Make Data Count

Make Data Count is a project to collect and standardize metrics on data use, especially views, downloads, and citations. The Dataverse Software can integrate Make Data Count to collect and display usage metrics including counts of dataset views, file downloads, and dataset citations.

Introduction

Make Data Count is part of a broader Research Data Alliance (RDA) Data Usage Metrics Working Group which helped to produce a specification called the COUNTER Code of Practice for Research Data (PDF, HTML) that the Dataverse Software makes every effort to comply with. The Code of Practice (CoP) is built on top of existing standards such as COUNTER and SUSHI that come out of the article publishing world. The Make Data Count project has emphasized that they would like feedback on the code of practice. You can keep up to date on the Make Data Count project by subscribing to their newsletter.

Architecture

Dataverse installations who would like support for Make Data Count must install Counter Processor, a Python project created by California Digital Library (CDL) which is part of the Make Data Count project and which runs the software in production as part of their DASH data sharing platform.

The diagram below shows how Counter Processor interacts with your Dataverse installation and the DataCite hub, once configured. Dataverse installations using Handles rather than DOIs should note the limitations in the next section of this page.

makedatacount_components

The most important takeaways from the diagram are:

  • Once enabled, your Dataverse installation will log activity (views and downloads) to a specialized date-stamped file.

  • You should run Counter Processor once a day to create reports in SUSHI (JSON) format that are saved to disk for your Dataverse installation to process and that are sent to the DataCite hub.

  • You should set up a cron job to have your Dataverse installation process the daily SUSHI reports, updating the Dataverse installation database with the latest metrics.

  • You should set up a cron job to have your Dataverse installation pull the latest list of citations for each dataset on a periodic basis, perhaps weekly or daily. These citations come from Crossref via the DataCite hub.

  • APIs are available in the Dataverse Software to retrieve Make Data Count metrics: views, downloads, and citations.

Limitations for Dataverse Installations Using Handles Rather Than DOIs

Data repositories using Handles and other identifiers are not supported by Make Data Count but in the notes following a July 2018 webinar, you can see the Make Data Count project’s response on this topic. In short, the DataCite hub does not want to receive reports for non-DOI datasets. Additionally, citations are only available from the DataCite hub for datasets that have DOIs.

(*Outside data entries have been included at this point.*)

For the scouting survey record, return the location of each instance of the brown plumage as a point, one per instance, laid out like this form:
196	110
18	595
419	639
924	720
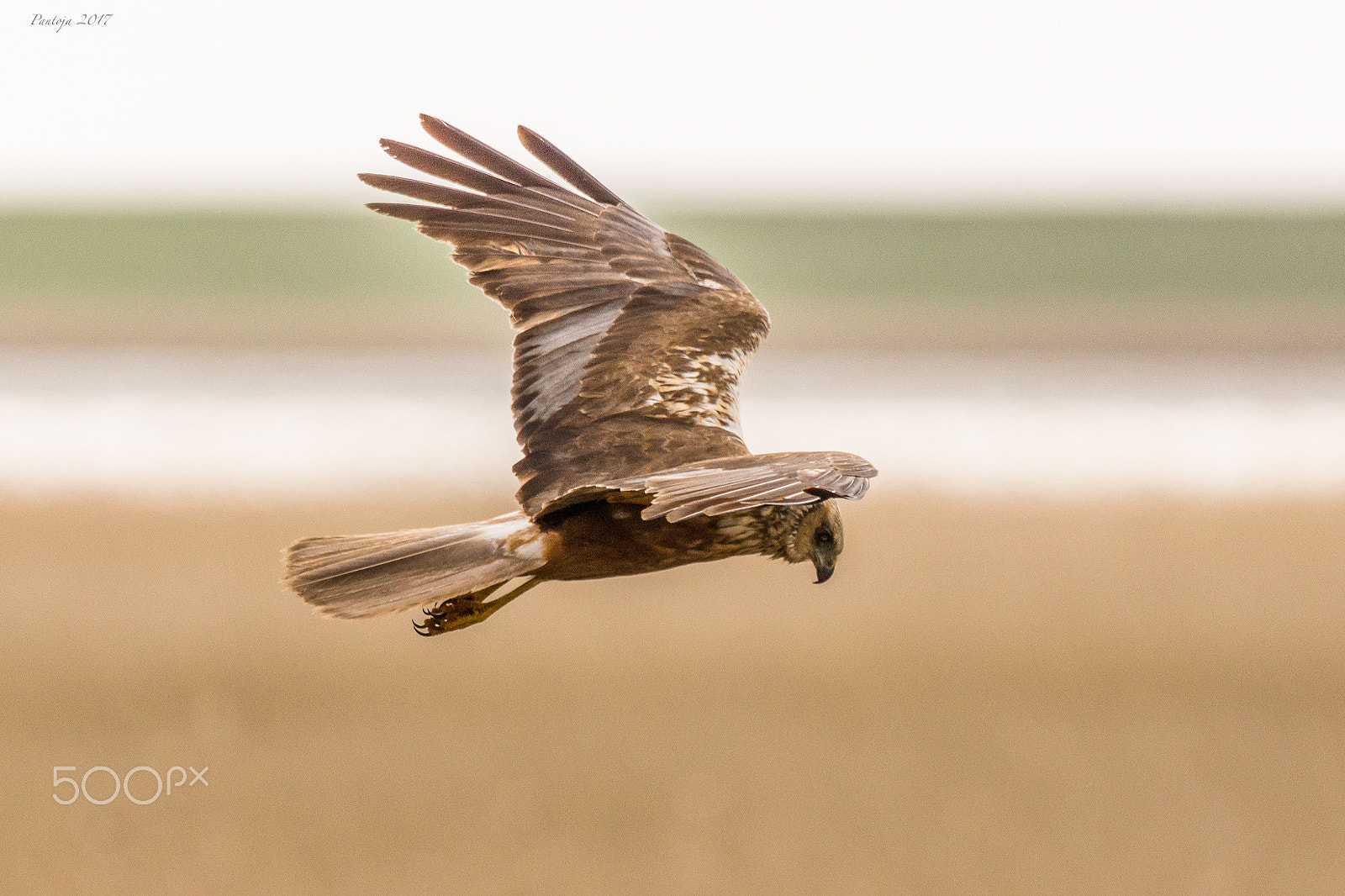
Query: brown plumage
629	349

See also the table below.

DOIs

Handles

Out of the box

Classic download counts

Classic download counts

Make Data Count

MDC views, MDC downloads, MDC citations

MDC views, MDC downloads

This being said, the Dataverse Software usage logging can still generate logs and process those logs with Counter Processor to create json that details usage on a dataset level. Dataverse installations can ingest this locally generated json.

When editing the counter-processor-config.yaml file mentioned below, make sure that the upload_to_hub boolean is set to False.

Configuring Your Dataverse Installation for Make Data Count Views and Downloads

If you haven’t already, follow the steps for installing Counter Processor in the Prerequisites section of the Installation Guide.

Enable Logging for Make Data Count

To make your Dataverse installation log dataset usage (views and downloads) for Make Data Count, you must set the :MDCLogPath database setting. See :MDCLogPath for details.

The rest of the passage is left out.